When you prepare for what’s next, do you find yourself taking last year’s results and adding 10%? Do you set goals by looking at another organization’s trajectory and overlaying your dreams on top of it? Or maybe you just "know that it’s where things need to go" but there really isn’t much rigor to the development of your goals?
Another of the very helpful questions in Dr. Ram Charan’s Know-How: The 8 Skills That Separate People Who Perform from Those Who Don’t is:
"Do you know how to develop goals by balancing what the business can become with what it can realistically achieve, not merely looking in the rear-view mirror and making incremental adjustments to what’s been done before?"
Complicated? Maybe. But here’s the key. Most organizations only understand goal-setting as a forward look based on an extrapolation of past trajectory. While it’s true that many organizations formulate goals without a connection to a strategy to achieve the goals (i.e., "We’re going to grow to 3,000 in attendance"), this is a different issue. Most simply calculate the rear-view mirror + 10% = this year’s goal.
Charan’s challenge is to "balance what your organization can become with what it can realistically can achieve." Good description of the idea that your preferred future is just that…a preferred future…where you hope to be one day. It answers the where question. What Charan is talking about is the idea that all along the way there are intermediate goals. They’re not where you hope to be one day. They represent points along the trajectory that lead to where you’d like to go. And stretch goals aside, the points along the trajectory are what you can realistically achieve. That’s a very important distinction. It implies that you’ve thought about it. It means that you’ve developed a strategy to actually get there. For instance, if you think of the preferred future as Mission 2020 then you’re actually looking at this year’s goals as BaseCamp 2008. And you know that in order to be at the preferred future by 2020, you’ve got to get to BaseCamp 2008 first. So you get very detailed and realistic about how you’re going to get to BaseCamp by the end of 2008.

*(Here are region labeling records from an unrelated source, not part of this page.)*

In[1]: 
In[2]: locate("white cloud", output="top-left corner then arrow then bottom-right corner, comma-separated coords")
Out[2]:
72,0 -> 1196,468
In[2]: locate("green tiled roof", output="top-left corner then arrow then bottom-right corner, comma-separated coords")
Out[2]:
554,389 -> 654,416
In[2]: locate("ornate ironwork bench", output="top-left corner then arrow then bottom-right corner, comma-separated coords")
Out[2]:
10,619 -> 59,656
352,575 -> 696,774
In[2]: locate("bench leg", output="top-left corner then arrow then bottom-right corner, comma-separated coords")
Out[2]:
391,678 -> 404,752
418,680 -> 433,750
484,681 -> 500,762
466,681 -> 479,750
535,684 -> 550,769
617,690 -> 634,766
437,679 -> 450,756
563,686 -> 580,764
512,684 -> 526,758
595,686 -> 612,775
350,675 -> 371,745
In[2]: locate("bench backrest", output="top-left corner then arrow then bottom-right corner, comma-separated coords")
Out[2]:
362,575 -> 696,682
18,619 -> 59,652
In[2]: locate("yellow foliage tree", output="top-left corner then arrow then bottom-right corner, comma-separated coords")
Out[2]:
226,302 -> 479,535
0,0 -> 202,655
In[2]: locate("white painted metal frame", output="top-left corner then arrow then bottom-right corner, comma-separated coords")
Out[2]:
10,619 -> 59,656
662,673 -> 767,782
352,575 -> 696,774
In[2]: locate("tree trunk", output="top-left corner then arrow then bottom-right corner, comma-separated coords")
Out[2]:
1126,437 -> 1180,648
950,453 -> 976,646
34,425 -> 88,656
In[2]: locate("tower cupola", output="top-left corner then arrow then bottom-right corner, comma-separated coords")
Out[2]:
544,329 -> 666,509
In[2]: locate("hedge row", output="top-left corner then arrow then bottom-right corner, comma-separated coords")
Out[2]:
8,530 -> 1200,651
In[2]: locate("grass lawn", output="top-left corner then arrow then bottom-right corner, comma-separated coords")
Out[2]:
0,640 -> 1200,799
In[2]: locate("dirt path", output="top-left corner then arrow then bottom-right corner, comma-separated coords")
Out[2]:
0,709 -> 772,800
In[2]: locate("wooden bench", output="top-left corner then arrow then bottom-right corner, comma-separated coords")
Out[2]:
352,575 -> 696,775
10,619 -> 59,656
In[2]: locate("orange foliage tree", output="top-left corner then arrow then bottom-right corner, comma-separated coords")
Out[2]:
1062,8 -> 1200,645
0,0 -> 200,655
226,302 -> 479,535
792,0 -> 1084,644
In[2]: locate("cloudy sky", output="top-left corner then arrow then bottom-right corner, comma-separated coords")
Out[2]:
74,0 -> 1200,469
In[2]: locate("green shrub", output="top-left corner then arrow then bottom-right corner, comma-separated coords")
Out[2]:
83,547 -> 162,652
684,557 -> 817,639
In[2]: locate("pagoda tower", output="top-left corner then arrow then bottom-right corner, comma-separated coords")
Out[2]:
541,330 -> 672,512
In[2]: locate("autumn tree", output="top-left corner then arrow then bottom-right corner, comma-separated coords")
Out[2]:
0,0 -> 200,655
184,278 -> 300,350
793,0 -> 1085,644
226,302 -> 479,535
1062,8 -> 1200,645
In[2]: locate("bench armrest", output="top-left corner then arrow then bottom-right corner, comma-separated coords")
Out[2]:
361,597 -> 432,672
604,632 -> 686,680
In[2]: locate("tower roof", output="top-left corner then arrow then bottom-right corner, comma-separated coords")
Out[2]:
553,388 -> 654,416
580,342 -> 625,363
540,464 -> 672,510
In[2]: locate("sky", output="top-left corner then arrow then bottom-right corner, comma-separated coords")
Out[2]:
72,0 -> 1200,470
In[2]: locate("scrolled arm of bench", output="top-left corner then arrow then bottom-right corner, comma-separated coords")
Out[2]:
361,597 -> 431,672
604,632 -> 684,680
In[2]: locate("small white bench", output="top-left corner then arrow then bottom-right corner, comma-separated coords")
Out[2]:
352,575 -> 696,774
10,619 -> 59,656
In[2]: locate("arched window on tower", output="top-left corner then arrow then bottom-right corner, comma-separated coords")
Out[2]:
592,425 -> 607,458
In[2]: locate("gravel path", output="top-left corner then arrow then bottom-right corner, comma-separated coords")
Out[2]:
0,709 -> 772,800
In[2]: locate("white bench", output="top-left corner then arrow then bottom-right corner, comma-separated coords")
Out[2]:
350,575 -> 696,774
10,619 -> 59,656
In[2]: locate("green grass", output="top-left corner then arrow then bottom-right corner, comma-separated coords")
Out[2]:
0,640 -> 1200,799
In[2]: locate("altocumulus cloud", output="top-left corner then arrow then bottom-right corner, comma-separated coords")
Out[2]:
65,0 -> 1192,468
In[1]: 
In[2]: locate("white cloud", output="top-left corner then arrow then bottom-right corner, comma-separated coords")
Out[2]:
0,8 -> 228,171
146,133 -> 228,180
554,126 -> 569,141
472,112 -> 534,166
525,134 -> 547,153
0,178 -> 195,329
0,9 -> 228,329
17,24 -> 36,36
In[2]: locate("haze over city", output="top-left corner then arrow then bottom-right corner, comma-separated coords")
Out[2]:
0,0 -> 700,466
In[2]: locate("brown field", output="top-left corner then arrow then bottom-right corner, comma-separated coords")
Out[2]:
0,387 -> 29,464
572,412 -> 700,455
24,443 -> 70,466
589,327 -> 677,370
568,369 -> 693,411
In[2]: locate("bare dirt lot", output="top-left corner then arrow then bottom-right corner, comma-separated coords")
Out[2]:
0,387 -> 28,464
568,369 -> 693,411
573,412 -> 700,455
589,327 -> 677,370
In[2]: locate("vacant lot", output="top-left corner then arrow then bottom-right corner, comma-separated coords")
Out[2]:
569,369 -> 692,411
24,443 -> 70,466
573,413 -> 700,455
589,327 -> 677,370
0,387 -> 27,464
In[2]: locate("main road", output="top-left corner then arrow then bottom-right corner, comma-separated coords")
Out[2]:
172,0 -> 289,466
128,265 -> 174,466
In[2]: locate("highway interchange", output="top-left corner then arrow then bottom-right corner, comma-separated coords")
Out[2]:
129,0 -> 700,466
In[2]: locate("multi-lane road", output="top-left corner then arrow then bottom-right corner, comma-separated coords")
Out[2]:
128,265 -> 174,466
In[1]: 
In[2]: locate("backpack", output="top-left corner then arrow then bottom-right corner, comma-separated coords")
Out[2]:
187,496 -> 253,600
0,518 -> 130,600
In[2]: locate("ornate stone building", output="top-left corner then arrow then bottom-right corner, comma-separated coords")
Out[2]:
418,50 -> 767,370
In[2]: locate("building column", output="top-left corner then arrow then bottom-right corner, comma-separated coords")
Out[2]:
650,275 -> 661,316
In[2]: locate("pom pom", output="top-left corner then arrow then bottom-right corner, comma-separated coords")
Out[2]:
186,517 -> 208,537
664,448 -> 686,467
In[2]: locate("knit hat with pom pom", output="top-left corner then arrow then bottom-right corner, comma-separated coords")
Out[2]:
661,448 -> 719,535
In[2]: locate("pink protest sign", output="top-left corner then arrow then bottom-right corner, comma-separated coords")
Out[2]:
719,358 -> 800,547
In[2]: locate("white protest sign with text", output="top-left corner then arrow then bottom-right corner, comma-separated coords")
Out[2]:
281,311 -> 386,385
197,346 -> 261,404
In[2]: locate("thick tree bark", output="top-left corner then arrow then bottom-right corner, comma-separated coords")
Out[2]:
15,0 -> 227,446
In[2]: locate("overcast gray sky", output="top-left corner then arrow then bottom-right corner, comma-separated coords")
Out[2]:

So once you determine that you need to set realistic goals, how do you do it? I love Charan’s example of GE’s Jeff Imelt:
- First, he was looking down the runway to see what opportunities lay ahead for GE.
- Second, he took into account the organization’s capabilities–now and in the future–to achieve the goals.
- Third, he understood the relationship between the goals and assured they could be achieved simultaneously.
- Finally, he kept his long-term goals in balance with short-term goals.